I was not initially receptive to help when my friends suggested that I go to therapy. I knew it was hard for them, watching helplessly on the sidelines when I lay motionless in my bed or moped around the suite all day. Even so, I felt offended — I felt weak even admitting that maybe I needed to find support outside of the support I gave myself. But on one such day, it felt particularly difficult to pull myself out of bed and my friends came back bearing brochures of the help offered at CAPS and urged me to seek help for the internal struggle that I had harbored for so long.
When I first started going to CAPS, the winter quarter of my first year at UCSD, I was not particularly enamored with the therapist that was assigned to me. His personality clashed with mine and I could feel that his laid-back and soft-spoken demeanor directly contrasted my direct, rough character. Of the 20 sessions I have had with him, I have spent at least half of them simply reporting the state of my life and attempting to address, with him, how to best solve the issues that arose every single meeting.
I was often frustrated in therapy. I never felt like I was making any progress because it seemed like something new would go wrong every week. I struggled every meeting to articulate my inner turmoil to my therapist. He had diagnosed me with Bipolar II disorder at first, but after a couple of sessions, he continually suggested I consider the possibility of borderline personality disorder. It was a little comforting knowing the words that could identify and acknowledge the symptoms that I exhibited. I felt a little less crazy. I felt a bit more validated.
I got worse over the summer, specifically right after I went home to visit family. I started hallucinating and my panic attacks rendered me completely paralyzed as I felt myself crashing into the walls of my room. I felt myself tremoring, hyperventilating, and dreaming to an excessive degree. My dreams lingered long after I awoke, and they were terrifying nightmares that haunted my days. I continued therapy more regularly, and proceeded to take medication.

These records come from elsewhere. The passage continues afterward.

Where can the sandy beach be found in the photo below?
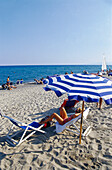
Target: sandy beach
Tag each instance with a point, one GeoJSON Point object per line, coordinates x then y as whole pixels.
{"type": "Point", "coordinates": [53, 151]}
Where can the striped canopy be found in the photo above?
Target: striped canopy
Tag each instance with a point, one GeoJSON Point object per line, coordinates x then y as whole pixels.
{"type": "Point", "coordinates": [86, 87]}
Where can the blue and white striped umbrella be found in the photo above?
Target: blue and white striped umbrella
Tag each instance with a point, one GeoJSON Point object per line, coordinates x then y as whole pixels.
{"type": "Point", "coordinates": [86, 87]}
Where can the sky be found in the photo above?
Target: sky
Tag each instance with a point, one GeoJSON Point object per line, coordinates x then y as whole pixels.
{"type": "Point", "coordinates": [55, 32]}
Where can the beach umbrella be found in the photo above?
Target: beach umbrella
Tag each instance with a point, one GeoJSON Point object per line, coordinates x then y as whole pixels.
{"type": "Point", "coordinates": [82, 87]}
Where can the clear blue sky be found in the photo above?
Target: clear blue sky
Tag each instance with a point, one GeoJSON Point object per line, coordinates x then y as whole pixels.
{"type": "Point", "coordinates": [55, 31]}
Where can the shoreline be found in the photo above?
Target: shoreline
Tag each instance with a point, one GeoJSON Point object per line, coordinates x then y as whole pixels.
{"type": "Point", "coordinates": [28, 103]}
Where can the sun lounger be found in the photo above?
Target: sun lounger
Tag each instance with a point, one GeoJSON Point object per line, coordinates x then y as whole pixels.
{"type": "Point", "coordinates": [60, 128]}
{"type": "Point", "coordinates": [31, 128]}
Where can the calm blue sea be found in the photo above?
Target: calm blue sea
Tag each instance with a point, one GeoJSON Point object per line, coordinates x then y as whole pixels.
{"type": "Point", "coordinates": [29, 72]}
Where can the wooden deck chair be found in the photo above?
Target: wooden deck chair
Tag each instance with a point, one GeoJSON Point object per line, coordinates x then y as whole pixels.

Even with the help that CAPS has offered me, I know it is not quite enough. The underlying tone of my sessions is the chilling notion that I can’t seek help there forever. With the severity of my symptoms, my therapist always asks if I will consider moving off-campus to receive more frequent help.
CAPS lacks the resources to provide consistent, adequate therapy to all students. Almost three years ago, the UC Student Association gave UCSD CAPS a C+ rating, citing lack of accessibility, outreach on campus, and space for group therapy. However, in comparison to the other UCs, UCSD had one of the highest ratings. The mental health support across the UC system seems lackluster at best. In response to the 2016 rating, the UC Office of the President brought on 85 new clinicians to address student needs at CAPS. The plan was to increase the funding for mental health services by $18 million this school year.
CAPS at UCSD is nowhere near perfect, nor will it ever be. I’m seeking help off-campus now with a new therapist. Because of my experience at CAPS, I have a better idea of how to speak about myself and take ownership of what I want to work on during the session. I see my new therapist at least once a week, and I am starting to work with a new psychiatrist to manage my medication.
My mental health still waxes and wanes. Coping with the diagnosis of borderline personality disorder broke me for a week and I am still getting used to the tremor from my medication. I wouldn’t say that my experience at CAPS was amazing. It is as its rating suggests — it is passing. But, because it is the first line of defense for so many students seeking help, it helps orient and point students in a direction for better treatment.
I know the wait times are long. I know how hard it is coping with symptoms and feeling like there’s no way out. Treating mental illness takes energy, care, and love that doesn’t come easily in just a few weeks.
But, I’ve learned that CAPS is not a solution. CAPS is meant to be a bridge. It is a first step that motivates us to continue taking care of ourselves.
Ella Chen is the Editor-in-Chief of The Triton.